Why nodePools = null on Standby

When dr="standby", the HumioCluster spec sets nodePools = null to prevent the humio-operator from entering a reconciliation loop. The shared logscale-kubernetes module generates nodePool specs for all pool types (digest, UI, ingest) with nodeCount=0 for pools not deployed on standby.
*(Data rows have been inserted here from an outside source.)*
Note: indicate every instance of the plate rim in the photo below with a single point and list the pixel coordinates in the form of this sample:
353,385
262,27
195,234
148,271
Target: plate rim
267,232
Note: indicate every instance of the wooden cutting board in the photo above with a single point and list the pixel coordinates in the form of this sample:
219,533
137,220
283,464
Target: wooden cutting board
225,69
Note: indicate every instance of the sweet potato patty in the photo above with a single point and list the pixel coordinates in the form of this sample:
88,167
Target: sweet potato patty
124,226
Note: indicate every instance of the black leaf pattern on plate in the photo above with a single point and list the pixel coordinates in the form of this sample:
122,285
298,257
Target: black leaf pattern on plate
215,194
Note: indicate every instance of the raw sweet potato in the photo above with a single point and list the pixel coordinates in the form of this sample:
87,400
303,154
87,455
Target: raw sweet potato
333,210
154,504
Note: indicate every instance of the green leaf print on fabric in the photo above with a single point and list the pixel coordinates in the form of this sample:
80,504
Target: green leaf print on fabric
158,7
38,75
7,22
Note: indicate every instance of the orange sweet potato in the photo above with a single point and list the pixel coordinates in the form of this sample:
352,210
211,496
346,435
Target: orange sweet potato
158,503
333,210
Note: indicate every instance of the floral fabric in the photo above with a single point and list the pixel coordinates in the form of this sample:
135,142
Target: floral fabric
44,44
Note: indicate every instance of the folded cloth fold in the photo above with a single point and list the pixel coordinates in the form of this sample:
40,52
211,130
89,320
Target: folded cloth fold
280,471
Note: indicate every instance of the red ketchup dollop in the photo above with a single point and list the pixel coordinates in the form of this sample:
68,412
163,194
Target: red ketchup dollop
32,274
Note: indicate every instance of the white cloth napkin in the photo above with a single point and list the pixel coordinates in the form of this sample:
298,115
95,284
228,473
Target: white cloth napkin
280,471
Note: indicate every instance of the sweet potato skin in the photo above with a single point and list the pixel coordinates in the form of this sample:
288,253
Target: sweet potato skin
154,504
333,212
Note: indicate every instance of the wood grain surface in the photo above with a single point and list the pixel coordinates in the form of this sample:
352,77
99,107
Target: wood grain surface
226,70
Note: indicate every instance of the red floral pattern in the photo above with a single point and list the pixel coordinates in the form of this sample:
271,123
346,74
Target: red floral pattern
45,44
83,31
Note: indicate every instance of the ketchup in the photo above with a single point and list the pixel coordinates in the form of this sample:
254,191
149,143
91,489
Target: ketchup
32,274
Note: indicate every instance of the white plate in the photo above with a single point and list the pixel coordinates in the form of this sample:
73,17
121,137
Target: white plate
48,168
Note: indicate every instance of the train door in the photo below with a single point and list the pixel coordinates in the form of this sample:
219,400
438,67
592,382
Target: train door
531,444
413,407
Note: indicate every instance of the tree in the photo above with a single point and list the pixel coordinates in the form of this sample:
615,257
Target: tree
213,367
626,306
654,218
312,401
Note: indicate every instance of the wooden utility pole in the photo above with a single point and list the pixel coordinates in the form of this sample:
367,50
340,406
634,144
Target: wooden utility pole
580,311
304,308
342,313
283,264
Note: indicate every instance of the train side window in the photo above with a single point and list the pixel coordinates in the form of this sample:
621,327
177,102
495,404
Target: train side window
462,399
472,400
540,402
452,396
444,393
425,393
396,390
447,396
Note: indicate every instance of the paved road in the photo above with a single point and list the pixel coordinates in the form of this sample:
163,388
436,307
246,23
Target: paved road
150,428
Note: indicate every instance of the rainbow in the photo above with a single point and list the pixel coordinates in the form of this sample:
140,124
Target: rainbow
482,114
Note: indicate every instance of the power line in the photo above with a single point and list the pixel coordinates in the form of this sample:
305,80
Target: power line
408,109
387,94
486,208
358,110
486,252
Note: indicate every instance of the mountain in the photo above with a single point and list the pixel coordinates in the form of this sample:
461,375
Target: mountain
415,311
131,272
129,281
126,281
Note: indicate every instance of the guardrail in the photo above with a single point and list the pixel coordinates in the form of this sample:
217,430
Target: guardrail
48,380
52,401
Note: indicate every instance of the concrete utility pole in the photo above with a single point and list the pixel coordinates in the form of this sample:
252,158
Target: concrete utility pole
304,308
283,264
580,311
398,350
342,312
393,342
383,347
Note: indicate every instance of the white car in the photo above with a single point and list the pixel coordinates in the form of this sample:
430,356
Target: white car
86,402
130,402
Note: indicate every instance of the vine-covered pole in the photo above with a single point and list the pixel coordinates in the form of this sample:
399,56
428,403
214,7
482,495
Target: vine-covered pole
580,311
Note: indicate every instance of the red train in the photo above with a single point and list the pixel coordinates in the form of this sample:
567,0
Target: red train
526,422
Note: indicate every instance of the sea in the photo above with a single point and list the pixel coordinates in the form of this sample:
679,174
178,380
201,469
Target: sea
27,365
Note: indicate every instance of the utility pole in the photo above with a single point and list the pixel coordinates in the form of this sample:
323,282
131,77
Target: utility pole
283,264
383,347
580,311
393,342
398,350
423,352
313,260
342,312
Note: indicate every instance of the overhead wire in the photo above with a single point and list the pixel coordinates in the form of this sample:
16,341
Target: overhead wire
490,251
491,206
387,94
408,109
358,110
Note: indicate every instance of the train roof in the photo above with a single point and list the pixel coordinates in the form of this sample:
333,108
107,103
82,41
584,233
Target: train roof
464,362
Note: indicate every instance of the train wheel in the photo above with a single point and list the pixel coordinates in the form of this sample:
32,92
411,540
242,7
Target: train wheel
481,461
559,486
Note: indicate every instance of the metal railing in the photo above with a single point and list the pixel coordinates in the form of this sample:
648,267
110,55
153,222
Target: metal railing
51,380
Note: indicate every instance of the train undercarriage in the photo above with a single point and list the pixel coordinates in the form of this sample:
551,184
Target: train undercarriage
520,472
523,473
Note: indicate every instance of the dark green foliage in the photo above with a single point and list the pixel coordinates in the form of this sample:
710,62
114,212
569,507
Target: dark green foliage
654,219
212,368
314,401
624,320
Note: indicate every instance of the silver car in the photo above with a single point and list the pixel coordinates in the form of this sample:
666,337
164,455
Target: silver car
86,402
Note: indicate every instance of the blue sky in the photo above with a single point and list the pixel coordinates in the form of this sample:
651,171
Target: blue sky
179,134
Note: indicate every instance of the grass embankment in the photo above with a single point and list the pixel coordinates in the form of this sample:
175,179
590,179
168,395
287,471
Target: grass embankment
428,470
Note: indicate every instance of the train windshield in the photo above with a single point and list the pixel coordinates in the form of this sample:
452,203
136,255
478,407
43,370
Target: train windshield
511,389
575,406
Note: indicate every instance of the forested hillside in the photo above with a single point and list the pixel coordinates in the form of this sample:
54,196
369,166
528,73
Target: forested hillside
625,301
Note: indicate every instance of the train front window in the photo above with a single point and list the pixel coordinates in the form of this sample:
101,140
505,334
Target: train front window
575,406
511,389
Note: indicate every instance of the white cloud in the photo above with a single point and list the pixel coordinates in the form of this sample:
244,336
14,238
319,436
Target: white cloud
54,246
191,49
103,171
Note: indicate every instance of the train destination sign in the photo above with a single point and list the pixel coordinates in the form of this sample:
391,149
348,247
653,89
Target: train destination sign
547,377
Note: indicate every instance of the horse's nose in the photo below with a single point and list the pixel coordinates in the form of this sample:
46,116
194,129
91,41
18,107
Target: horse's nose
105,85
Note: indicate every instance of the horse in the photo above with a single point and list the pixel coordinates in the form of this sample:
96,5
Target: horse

The operator interprets these zero-count pools as stale status entries, cleaning them up each cycle and preventing the digest pod from being created.

Important

nodePools is tied to var.dr == "standby", not to dr_use_dedicated_routing.

During two-phase promotion:

  • Phase 1 (dr="active", dr_use_dedicated_routing=false): nodePools are restored so UI/Ingest pods begin scaling up

  • Phase 2 (dr_use_dedicated_routing=true): Pool-specific selectors are enabled once pods are ready

Nulling nodePools during Phase 1 would cause a 503 outage in Phase 2 because selectors would update instantly but pods would take minutes to start.

Terraform Implementation

The node pool logic is in the EKS node groups module.

The node group configuration uses a conditional expression based on the dr variable. When dr="standby", only digest, kafka, and ingress node groups are deployed. When dr="active", the full set of node groups (including UI and ingest) is deployed based on the logscale_cluster_type setting.